Rosa Alan De la, Murguia Adrian Rojas, Brockman Michael J, Mukherjee Debabrata, Rajachandran Manu, Nickel Nils P
Division of Internal Medicine, Texas Tech University Health Sciences Center, El Paso, TX, USA.
Division of Cardiovascular Medicine, Texas Tech University Health Sciences Center, El Paso, TX, USA.
Cardiovasc Hematol Disord Drug Targets. 2025;25(1):46-53. doi: 10.2174/011871529X349173250119114056.
Pulmonary embolism (PE) is a frequent cause of death. Acute PE may be treated either with full anticoagulation (AC) alone or thrombolytic therapy with systemic tissue-type-plasminogen-activator (tPA) based on risk assessment. Currently, AC is the standard of care for most patients with intermediate-high-risk PE, with low-dose tPA emerging as an effective alternative. However, studies directly comparing the efficacy and safety of low-dose tPA to AC are lacking in this patient population.
The aim of this study was to retrospectively compare the efficacy and safety of low-dose tPA, compared to AC alone in regards to right ventricular function, in-hospital mortality and bleeding complications in patients presenting with intermediate-high risk PE.
This is a single-center, retrospective cohort trial conducted at a university hospital. A total of 148 patients were screened, and 88 patients qualified for this study. The primary endpoints were changes in right ventricular function on echocardiogram in 24 hours, in-hospital mortality, and major bleeding complications.

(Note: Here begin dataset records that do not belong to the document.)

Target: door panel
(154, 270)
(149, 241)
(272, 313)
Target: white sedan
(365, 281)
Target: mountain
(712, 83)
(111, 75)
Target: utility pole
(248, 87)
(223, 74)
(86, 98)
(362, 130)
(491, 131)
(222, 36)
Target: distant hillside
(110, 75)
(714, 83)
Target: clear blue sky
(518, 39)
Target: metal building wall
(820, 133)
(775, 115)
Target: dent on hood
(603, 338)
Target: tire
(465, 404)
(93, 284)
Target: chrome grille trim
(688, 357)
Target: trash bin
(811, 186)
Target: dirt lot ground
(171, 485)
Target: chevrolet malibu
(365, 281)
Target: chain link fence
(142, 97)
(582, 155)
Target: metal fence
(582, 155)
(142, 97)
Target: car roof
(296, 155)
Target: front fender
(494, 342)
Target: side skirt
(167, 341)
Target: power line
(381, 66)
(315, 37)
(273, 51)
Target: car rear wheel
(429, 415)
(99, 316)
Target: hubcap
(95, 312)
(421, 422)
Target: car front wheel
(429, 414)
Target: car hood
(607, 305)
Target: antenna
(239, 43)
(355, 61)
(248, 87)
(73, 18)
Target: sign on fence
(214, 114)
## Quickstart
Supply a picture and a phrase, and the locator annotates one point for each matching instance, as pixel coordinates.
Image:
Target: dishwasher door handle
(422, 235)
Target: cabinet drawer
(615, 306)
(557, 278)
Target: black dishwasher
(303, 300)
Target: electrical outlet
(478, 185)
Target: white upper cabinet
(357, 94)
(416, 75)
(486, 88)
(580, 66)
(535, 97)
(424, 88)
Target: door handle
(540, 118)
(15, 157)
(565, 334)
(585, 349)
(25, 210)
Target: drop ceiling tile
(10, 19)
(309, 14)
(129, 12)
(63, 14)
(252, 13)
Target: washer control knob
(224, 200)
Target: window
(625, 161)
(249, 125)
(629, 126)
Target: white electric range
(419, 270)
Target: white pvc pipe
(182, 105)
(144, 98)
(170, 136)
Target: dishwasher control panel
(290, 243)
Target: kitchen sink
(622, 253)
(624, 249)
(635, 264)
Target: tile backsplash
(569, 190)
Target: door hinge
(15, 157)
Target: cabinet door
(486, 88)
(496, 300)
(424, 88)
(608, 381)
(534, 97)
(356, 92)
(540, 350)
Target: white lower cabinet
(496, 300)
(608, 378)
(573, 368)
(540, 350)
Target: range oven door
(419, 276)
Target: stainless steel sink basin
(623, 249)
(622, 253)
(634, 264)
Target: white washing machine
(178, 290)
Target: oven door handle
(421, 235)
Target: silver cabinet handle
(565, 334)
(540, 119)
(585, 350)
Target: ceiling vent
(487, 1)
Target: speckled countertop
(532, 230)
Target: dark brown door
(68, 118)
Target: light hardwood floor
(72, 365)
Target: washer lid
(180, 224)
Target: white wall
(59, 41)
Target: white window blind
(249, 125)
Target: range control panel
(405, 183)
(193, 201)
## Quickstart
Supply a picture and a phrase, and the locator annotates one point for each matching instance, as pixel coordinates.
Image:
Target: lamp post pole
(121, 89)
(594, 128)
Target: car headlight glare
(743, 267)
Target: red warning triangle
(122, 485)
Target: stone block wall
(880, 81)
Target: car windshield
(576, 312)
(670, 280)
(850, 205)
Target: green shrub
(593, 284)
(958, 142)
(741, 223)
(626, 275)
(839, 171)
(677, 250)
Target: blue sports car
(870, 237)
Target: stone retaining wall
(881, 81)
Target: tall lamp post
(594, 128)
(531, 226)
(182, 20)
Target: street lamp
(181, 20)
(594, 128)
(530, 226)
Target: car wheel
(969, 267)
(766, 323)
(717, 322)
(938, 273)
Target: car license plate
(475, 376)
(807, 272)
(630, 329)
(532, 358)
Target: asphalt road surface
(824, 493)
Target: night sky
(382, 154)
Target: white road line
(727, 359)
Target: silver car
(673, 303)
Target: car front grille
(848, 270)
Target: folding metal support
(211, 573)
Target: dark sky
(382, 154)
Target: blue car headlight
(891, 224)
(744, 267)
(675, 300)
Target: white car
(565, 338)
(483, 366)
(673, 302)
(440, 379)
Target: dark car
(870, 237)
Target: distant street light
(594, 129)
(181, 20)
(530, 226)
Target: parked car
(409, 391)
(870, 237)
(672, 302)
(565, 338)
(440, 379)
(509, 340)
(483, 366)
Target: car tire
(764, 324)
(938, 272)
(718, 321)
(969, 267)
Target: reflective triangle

Eighty-eight consecutive patients with intermediate high-risk PE were included. Twenty- six patients (29.5%) received low-dose systemic tPA administered via intravenous infusion, and 62 patients (70.4%) received standard full-dose anticoagulation. There were no significant differences in baseline vital signs or PESI scores between the low-dose tPA and the AC group. Patients in the low-dose tPA group had worse RV function and higher troponin levels at baseline but showed significant improvement in all RV parameters assessed during the 24-hour follow-up. In comparison, there was no significant improvement in RV function in the AC group. There were more bleeding events in the AC group. LOS was shorter in the low-dose tPA group.
Treatment with low-dose prolonged infusion of tPA may be an effective and safe therapy in patients with intermediate-risk PE. Compared to AC, low-dose tPA was effective in decreasing PASP and restoration of RV function.
肺栓塞(PE)是常见的死亡原因。急性PE可根据风险评估单独采用充分抗凝(AC)治疗或使用全身性组织型纤溶酶原激活剂(tPA)进行溶栓治疗。目前,AC是大多数中高危PE患者的标准治疗方法,低剂量tPA正成为一种有效的替代方法。然而,在这一患者群体中,缺乏直接比较低剂量tPA与AC疗效和安全性的研究。
本研究的目的是回顾性比较低剂量tPA与单独AC在中高危PE患者右心室功能、住院死亡率和出血并发症方面的疗效和安全性。
这是一项在大学医院进行的单中心回顾性队列试验。共筛选了148例患者,88例患者符合本研究条件。主要终点是24小时内心脏超声检查右心室功能的变化、住院死亡率和主要出血并发症。
纳入了88例连续的中高危PE患者。26例患者(29.5%)接受了通过静脉输注给予的低剂量全身性tPA,62例患者(70.4%)接受了标准全剂量抗凝治疗。低剂量tPA组和AC组之间的基线生命体征或肺栓塞严重程度指数(PESI)评分无显著差异。低剂量tPA组患者基线时右心室功能较差且肌钙蛋白水平较高,但在24小时随访期间评估的所有右心室参数均有显著改善。相比之下,AC组右心室功能无显著改善。AC组出血事件更多。低剂量tPA组住院时间更短。
低剂量长时间输注tPA治疗可能是中危PE患者的一种有效且安全的治疗方法。与AC相比,低剂量tPA可有效降低肺动脉收缩压(PASP)并恢复右心室功能。